Tales of the TMNT vol. 2: Seeds of Destruction (#2) – Steve Murphy

5 out of 5

Literal 100s of issues into the IDW TMNT run, and I’m not sure if there’s been a single issue which I’d consider as overall successful as a good majority of the volume 2 Tales run. I pair those up as comparatively long-running series, and I’m picking on IDW in general – which has had some good issues and runs, but almost always with exception – but also because it’s been so long since I’ve revisited the after-the-fact Mirage stuff (volume 4; Tales vol. 2) that I forget how much I enjoyed it, and also how accessibly enjoyable it often was. That is: I don’t have to qualify any praise. Some issues are just good.

Take this issue, which is an oddball tale of Splinter having a spiritual battle with a sunflower. Like, firstly, you wouldn’t have anything that strange given full consideration in IDW, and secondly, it’s the characters, who read like the lived-in-for-decades characters they were at that point, instead of kinda sorta faceless comic book characters who say Dude! and like pizza. But I suppose that’s again my internal bias for preferring the older reader skew of the Mirage stuff, with IDW definitely aiming toward a younger crowd. Damn. Also – peak Jim Lawson art, and those Peter Laird frontispieces? I mean, come on. Again, fantastic art from some of the IDW crew, but the weight of Lawson’s and Laird’s stuff – when they’re working with this kinda of passion and focus – is hard to beat.

Double damn.

Anyway: Splinter goes into a trance, and Murphy employs a flashback shtick to fill us in on why, which should annoy me – I generally hate the tired “2 hours ago” countdown style that brings us back to the present, as it’s often wielded without much purpose – but because the story keeps bending over in fascinatingly weird ways, it works. Some challenger has sent out his aura as a little ball o’ spiritual goop, and so Splinter does the same, with Lawson employing the black and white art’s dual color scheme to help us keep straight which goop is goop.
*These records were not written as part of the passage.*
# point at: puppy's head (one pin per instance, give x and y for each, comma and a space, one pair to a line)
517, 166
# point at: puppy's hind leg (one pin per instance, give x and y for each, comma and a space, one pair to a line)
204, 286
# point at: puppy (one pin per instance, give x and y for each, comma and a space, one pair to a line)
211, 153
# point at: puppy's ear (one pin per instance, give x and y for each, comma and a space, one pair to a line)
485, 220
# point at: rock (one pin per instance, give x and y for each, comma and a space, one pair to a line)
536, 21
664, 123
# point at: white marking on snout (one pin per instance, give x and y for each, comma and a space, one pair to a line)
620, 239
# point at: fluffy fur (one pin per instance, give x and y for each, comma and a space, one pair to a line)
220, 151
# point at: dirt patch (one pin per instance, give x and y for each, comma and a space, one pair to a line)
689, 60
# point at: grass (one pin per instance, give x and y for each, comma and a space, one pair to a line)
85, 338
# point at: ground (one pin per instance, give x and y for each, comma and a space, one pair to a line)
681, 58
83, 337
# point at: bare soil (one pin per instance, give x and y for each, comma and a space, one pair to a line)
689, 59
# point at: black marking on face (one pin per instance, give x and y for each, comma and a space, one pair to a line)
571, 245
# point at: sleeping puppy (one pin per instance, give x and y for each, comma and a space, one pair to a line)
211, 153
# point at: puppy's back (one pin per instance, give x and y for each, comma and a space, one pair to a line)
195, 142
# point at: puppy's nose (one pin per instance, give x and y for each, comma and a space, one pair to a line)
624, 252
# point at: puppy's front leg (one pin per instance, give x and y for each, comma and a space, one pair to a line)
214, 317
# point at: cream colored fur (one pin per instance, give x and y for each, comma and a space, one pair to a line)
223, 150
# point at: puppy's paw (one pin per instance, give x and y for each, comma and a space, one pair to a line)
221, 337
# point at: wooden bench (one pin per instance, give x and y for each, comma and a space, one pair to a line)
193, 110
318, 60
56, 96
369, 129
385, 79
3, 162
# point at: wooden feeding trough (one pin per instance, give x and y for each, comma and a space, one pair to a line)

After some surreal travails, things get more surreal with Splinter-goop ending up in a field of daisies, and then he’s dodging machine gun seeds. And then the fighters both take on more normal forms and sprout batwings and karate kick one another. Sprinkle in a bit of a cliffhanger as to who this challenger was and why he was a’challenging, and we have a grand, classic issue.